An appropriate order will be issued.


Footnotes

  • 1. All section references are to the Internal Revenue Code of 1954, as amended, unless otherwise indicated. All Rule references are to the Tax Court Rules of Practice of Procedure.

  • *. This addition is pursuant to section 6653(a)(1). Additionally, for 1981, respondent determined an addition to tax under section 6653(a)(2) in the amount of 50% of the interest due on that portion of the underpayment attributable to negligence or intentional disregard of rules or regulations.

  • 2. For purposes of the motion for partial summary judgment, respondent agrees that, for the years in question, the cash was paid and the notes for the first three years were in fact recourse obligations.

  • 3. The dates when interest began accruing differed on each note. For the December 1, 1980, note, interest accrued when 500,000 tons of coal were mined and sold during any single year; for the 1981 note, the interest commenced when 750,000 tons were mined in any single year; for the 1982 note, when 1,000,000 tons were mined, and for the fourth and subsequent notes, interest commenced from "maturity."

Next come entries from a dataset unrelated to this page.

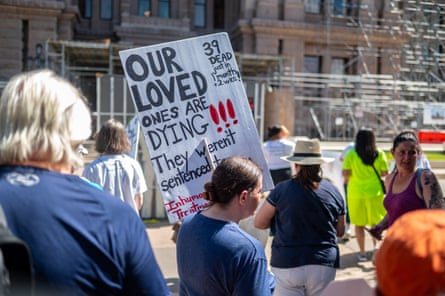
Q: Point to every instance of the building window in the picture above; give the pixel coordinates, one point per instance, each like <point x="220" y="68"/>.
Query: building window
<point x="280" y="46"/>
<point x="85" y="8"/>
<point x="106" y="9"/>
<point x="218" y="14"/>
<point x="144" y="7"/>
<point x="164" y="8"/>
<point x="338" y="66"/>
<point x="312" y="64"/>
<point x="339" y="7"/>
<point x="313" y="6"/>
<point x="200" y="13"/>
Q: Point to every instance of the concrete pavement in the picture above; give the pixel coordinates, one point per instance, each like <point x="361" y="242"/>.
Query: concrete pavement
<point x="165" y="251"/>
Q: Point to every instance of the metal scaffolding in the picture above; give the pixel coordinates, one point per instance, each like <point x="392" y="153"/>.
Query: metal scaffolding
<point x="336" y="104"/>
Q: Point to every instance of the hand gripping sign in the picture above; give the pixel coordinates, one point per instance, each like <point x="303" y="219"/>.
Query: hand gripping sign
<point x="193" y="112"/>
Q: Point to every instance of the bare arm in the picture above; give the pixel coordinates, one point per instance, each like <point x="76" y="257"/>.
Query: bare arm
<point x="432" y="192"/>
<point x="346" y="174"/>
<point x="341" y="225"/>
<point x="138" y="201"/>
<point x="264" y="215"/>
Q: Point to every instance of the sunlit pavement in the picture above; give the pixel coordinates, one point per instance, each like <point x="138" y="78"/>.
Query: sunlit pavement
<point x="165" y="251"/>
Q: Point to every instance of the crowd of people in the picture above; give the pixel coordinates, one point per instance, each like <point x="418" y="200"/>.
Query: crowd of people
<point x="86" y="237"/>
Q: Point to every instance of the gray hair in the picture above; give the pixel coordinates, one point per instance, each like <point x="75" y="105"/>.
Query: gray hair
<point x="43" y="117"/>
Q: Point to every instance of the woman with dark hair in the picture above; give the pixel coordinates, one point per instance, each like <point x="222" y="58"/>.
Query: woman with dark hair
<point x="214" y="255"/>
<point x="363" y="167"/>
<point x="116" y="172"/>
<point x="409" y="187"/>
<point x="308" y="213"/>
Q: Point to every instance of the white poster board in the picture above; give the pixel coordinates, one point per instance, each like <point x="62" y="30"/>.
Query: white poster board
<point x="132" y="130"/>
<point x="434" y="114"/>
<point x="193" y="112"/>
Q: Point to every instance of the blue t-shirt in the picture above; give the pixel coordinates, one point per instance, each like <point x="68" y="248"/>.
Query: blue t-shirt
<point x="217" y="257"/>
<point x="83" y="241"/>
<point x="305" y="224"/>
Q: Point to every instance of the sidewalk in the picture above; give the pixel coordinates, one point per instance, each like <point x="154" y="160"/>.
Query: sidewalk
<point x="165" y="252"/>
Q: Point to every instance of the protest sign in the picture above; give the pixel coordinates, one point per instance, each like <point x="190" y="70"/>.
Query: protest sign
<point x="193" y="112"/>
<point x="132" y="130"/>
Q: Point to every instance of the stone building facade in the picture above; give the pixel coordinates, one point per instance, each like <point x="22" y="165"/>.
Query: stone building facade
<point x="332" y="37"/>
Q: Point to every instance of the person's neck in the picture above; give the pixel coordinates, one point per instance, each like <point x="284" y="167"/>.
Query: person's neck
<point x="215" y="211"/>
<point x="405" y="173"/>
<point x="57" y="167"/>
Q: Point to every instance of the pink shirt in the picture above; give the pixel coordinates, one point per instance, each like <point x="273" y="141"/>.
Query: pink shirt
<point x="398" y="204"/>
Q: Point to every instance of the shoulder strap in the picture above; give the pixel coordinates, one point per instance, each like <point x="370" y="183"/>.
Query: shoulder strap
<point x="380" y="179"/>
<point x="419" y="182"/>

  • 4. On their 1980 and 19981 income tax returns, petitioners claimed $ 33,154 and $ 41,682, respectively, as their distributive share of the total loss reported by ERL for said years. Respondent disallowed the entire losses claimed by petitioners.

  • 5. For 1980 and 1981, ERL reported, respectively, gross sales of $ 267,071 and $ 5,164,506, which the Court assumes, for purposes of the motion, included sales of coal. The effect which such sales may have had on petitioners' entitlement to deductions for 1980 and 1981 is addressed in the latter part of this opinion. This opinion addresses solely the question whether the advanced royalty in each year qualified as a deductible advance minimum royalty under section 1.612-3(b)(3), Income Tax Regs., to the extent such royalty exceeded the amount of coal sold.

  • 6. See Poster v. Commissioner,T.C. Memo. 1988-57, filed February 18, 1988, where the first two advanced royalty notes were recourse,and the six succeeding notes were nonrecourse. Under the facts of that case, the Court held the advanced royalties were not deductible pursuant to a minimum royalty provision, even for the year in which a recourse note was executed. .

  • 7. We note that, since the notes for the years in question were "recourse" and, therefore, petitioner was personally liable for ERL's obligation on the note, this Court, in Heitzman v. Commissioner,T.C. Memo. 1987-109, rejected the argument that assumption of a person liability or execution of a recourse note, payable after the end of the year in question, complied with the requirements of section 1.612-3(b)(3), Income Tax Regs.:

    In reaching our conclusion we have considered but cannot adopt petitioners' argument that since the Stonehurst partners were personally liable for the minimum royalties, the sublease in effect provided for guaranteed minimum royalties and thus satisfied the regulation. In support of this contention, petitioners point to Vastola, where we make a strong argument that the regulation should be interpreted to include a provision requiring the payment of royalties with the execution of recourse promissory notes. 84 T.C. at 979. However, any weight attributable to this dictum was removed by our subsequent decision in Capek, where the provision at issue permitted the payment of the minimum royalty with a recourse note payable after the end of the taxable year. Applying the same principles discussed above, we concluded that "Even assuming that petitioners would eventually pay the notes, payment after the close of the taxable year does not satisfy the requirement of the regulation that the royalties be paid at least annually over the term of the lease." 86 T.C. at 47. [53 T.C.M. (CCH) 241">53 T.C.M. 241, 245, 56 P-H Memo T.C. par. 87,109 at 87-566.]